Capital One Investing said Wednesday it is moving to a fee-only model for advised retirement accounts. Commissions within these IRAs will be eliminated by April 10, when the Department of Labor’s new fiduciary rule is set to become effective.

“We’re focused on building a business that puts our clients’ interests first, and embracing commission-free retirement accounts was a natural decision for us,” said Yvette Butler, president of Capital One Investing, in a statement. “We’re committed to providing today’s investors a goals-based investment planning experience, while striving to take an open and transparent approach to pricing and empowering investors to plan for the future on their terms.”

Earlier this year the brokerage firm introduced Advisor Connect, a phone-based service for clients seeking financial advice, and Fund Evaluator, a digital tool to help investors pick which funds sold on Capital One’s online platform are best for them.

“Many investors lack confidence and trust, which can prompt them to sit on the sidelines. In fact, our recent … survey found 41% percent of investors say a lack of transparency in pricing causes them to lack confidence,” explained Butler. “We’re hopeful this level-fee pricing model will empower our customers to be more confident investors.”

The firm declined to release the numbers of advisors that work in its branches or on the phone with clients. It got into the brokerage business iin 2012 through a deal with ING and now has more than $25 billion in client assets under management, according to a report from Financial Advisor IQ.

Other Firms’ Stance

Capital One’s announcement follows similar moves by other brokerage firms.

For instance, less than a month after telling its advisors that it would not offer new advised, or commission-based, brokerage retirement accounts starting in April 2017, Bank of America-Merrill Lynch said Nov. 2 that effective immediately purchases of mutual funds in existing IRA accounts are no longer allowed.

Mutual funds can be bought in Merrill Lynch Investment Advisory Program accounts and non-retirement brokerage accounts. For advisors, the shift means that commissions tied to mutual-fund sales in brokerage retirement accounts will no longer be part of their compensation plans.

(Related: The BICE Is Not a DOL Fiduciary Get-Out-of-Jail-Free Card)

“We are implementing this decision in advance of the DOL rule’s applicability date, to ensure as seamless and positive experience for our clients and advisors as possible,” the firm explained.

According to Merrill, clients looking for alternatives to commission-based funds in their IRAs can turn to the firm’s Investment Advisory Program (IAP), Merrill Edge Select Portfolios, the Merrill Edge self-directed channel and Merrill Edge Guided Investing (beginning in January). “Each of these offerings will be augmented on an ongoing basis to ensure choice for our clients,” it said.

Commonwealth Financial Network said in late-October it will no longer offer commission-based products in retirement plans as of Dec. 31, 2016.

Moving in a different direction, Cambridge Investment Research has said it will continue to offer commission-based retirement accounts after the new DOL fiduciary rule goes into effect next year. The other firms that made this announcement recently include Raymond James Financial (RJF), Ameriprise Financial (AMP), Morgan Stanley (MS) and Cetera Financial Group.

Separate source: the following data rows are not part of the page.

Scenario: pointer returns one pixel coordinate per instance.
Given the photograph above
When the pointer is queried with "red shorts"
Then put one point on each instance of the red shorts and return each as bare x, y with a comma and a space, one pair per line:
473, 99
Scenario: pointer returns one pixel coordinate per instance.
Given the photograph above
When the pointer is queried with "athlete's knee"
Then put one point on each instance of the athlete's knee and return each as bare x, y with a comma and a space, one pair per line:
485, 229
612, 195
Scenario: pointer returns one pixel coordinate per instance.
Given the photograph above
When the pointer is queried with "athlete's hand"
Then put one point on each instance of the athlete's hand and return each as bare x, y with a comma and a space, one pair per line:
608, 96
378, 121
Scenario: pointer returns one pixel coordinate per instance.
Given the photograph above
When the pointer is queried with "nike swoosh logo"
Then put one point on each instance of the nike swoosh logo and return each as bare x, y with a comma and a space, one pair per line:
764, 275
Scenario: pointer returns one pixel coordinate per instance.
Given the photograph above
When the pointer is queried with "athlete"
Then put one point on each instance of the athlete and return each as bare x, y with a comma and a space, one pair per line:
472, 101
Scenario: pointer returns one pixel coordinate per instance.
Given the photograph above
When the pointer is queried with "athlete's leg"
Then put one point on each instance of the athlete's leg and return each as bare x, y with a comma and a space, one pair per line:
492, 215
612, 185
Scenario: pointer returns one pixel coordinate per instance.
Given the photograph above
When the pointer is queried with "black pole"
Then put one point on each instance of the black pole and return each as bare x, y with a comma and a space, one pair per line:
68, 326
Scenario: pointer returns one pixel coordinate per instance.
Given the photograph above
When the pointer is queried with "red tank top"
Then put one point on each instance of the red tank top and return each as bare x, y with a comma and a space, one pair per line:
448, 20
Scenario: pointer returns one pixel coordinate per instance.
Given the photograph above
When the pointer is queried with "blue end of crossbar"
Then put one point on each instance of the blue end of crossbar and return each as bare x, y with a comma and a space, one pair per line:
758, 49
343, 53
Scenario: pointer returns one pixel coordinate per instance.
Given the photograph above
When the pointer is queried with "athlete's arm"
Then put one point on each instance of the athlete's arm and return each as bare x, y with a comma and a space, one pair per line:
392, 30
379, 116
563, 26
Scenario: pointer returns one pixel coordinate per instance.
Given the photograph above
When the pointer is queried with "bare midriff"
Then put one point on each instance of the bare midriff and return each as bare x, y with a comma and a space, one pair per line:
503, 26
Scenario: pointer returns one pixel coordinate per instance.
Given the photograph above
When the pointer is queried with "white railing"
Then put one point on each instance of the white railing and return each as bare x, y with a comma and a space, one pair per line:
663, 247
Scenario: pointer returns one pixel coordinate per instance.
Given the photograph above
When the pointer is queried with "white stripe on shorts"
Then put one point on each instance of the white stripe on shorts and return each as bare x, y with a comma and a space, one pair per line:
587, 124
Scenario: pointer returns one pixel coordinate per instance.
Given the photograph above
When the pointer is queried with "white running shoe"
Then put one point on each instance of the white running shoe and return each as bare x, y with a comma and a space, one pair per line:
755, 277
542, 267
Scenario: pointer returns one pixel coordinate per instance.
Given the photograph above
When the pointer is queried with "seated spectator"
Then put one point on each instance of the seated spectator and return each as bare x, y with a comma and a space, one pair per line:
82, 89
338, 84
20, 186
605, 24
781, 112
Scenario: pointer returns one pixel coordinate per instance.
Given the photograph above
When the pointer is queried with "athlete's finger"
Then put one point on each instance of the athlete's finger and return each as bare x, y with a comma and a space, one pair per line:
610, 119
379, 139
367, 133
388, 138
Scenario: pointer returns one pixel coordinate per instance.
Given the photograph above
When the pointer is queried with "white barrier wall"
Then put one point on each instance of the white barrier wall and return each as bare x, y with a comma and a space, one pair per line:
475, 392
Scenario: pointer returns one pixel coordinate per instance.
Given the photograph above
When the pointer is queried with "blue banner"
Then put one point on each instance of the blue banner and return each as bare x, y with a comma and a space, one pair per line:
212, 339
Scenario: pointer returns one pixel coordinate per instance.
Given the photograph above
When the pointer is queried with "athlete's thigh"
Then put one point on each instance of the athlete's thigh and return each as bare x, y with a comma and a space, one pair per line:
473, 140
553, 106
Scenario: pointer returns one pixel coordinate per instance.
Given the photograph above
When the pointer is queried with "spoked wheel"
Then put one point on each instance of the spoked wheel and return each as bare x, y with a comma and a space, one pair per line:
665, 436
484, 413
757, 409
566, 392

The Fairfield, Iowa-based broker-dealer, which has some 3,000 affiliated advisors, says it plans to apply the Best Interest Contract provision announced by the DOL for some commission-based accounts, while the discretionary advisory business will be supported through level fee platforms.

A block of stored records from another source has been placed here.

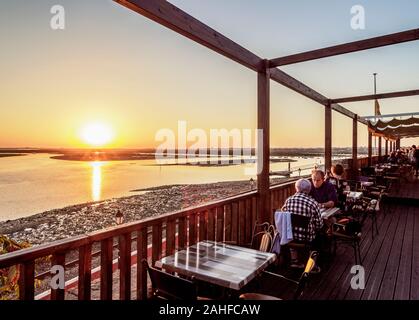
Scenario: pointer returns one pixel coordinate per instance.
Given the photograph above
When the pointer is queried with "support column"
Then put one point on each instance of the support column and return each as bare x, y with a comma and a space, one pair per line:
328, 137
355, 145
380, 146
264, 210
369, 149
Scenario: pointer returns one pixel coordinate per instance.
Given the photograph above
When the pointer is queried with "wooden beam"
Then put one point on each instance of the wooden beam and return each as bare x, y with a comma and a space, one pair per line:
179, 21
355, 145
170, 16
328, 138
377, 96
355, 46
263, 150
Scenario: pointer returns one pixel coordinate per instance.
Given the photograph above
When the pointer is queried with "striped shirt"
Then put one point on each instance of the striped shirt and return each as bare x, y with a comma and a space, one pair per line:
302, 204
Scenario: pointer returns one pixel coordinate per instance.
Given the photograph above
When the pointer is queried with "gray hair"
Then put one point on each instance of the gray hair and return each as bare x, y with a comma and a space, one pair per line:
303, 185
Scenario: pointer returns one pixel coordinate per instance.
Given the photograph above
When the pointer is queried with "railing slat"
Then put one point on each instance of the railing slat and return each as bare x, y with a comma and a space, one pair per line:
170, 237
58, 259
27, 281
85, 273
211, 224
156, 243
242, 222
142, 242
235, 222
181, 233
203, 216
106, 258
227, 228
220, 224
248, 210
192, 229
125, 267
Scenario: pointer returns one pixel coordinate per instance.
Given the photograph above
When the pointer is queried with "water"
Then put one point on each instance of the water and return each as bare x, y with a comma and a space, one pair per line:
35, 183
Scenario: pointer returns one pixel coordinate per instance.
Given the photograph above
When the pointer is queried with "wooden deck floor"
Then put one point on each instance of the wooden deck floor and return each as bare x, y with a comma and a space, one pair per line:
391, 260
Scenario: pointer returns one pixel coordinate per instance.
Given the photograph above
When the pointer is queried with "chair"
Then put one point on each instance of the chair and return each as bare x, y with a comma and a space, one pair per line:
169, 287
264, 234
301, 284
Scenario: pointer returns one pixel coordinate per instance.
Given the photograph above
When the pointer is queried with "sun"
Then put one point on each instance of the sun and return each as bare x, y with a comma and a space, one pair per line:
97, 134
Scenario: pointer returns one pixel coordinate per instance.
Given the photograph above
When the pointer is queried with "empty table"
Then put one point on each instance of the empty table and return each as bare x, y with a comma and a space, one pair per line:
221, 264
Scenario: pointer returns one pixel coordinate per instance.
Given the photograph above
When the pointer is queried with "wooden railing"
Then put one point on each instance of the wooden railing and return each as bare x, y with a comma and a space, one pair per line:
230, 219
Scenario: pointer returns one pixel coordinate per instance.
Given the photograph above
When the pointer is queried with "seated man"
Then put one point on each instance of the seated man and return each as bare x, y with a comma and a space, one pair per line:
301, 203
323, 191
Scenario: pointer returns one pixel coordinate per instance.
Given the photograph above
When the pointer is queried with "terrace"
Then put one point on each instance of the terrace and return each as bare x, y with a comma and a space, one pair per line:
391, 259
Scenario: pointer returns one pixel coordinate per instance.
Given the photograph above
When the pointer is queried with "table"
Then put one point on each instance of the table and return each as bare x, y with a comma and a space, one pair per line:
221, 264
327, 213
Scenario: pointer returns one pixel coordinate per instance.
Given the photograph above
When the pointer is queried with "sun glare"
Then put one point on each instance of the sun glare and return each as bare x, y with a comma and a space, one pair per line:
97, 134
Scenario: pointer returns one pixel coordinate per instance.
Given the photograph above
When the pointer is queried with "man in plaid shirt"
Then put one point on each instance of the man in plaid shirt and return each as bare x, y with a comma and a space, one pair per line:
302, 204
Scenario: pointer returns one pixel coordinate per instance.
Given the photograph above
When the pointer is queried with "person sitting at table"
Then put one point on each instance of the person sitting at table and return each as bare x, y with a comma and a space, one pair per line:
392, 158
302, 204
337, 180
323, 191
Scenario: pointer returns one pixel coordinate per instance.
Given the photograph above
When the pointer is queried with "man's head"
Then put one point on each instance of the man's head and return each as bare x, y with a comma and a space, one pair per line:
303, 185
337, 170
317, 176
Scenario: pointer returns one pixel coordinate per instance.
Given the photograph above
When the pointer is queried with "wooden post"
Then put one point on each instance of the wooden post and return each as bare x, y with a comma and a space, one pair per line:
369, 148
328, 137
380, 146
355, 146
263, 145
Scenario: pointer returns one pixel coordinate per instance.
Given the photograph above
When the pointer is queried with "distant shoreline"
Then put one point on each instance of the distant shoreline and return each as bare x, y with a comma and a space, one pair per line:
85, 218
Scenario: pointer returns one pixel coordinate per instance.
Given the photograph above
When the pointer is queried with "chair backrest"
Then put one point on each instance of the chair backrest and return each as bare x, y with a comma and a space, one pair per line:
300, 222
302, 283
263, 233
167, 286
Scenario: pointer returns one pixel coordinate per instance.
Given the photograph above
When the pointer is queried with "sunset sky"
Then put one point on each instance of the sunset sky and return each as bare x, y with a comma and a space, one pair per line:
115, 67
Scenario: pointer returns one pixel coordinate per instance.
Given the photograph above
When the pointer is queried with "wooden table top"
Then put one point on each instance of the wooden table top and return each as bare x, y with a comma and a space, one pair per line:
221, 264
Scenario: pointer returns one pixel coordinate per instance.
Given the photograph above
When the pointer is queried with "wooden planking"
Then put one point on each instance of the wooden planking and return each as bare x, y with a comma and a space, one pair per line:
414, 293
377, 96
156, 250
376, 42
203, 225
125, 267
142, 242
220, 224
106, 257
58, 259
402, 290
192, 228
85, 273
228, 221
27, 281
211, 224
179, 21
388, 283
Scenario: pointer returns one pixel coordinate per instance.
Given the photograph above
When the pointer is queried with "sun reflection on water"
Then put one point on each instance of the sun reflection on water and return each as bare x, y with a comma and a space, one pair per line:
96, 180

Commission-based retirement accounts will be acceptable at Cambridge, however the commissions must be “levelized by each pre-defined investment category so that all similar investment options have the same compensation structure,” according to the independent broker-dealer.

“We think every firm should have a unique value proposition while serving the best interests of the investing clients. Serving the needs of the client must clearly be the highest priority, along with observing regulatory requirements …,” said President Amy Webber, in a statement.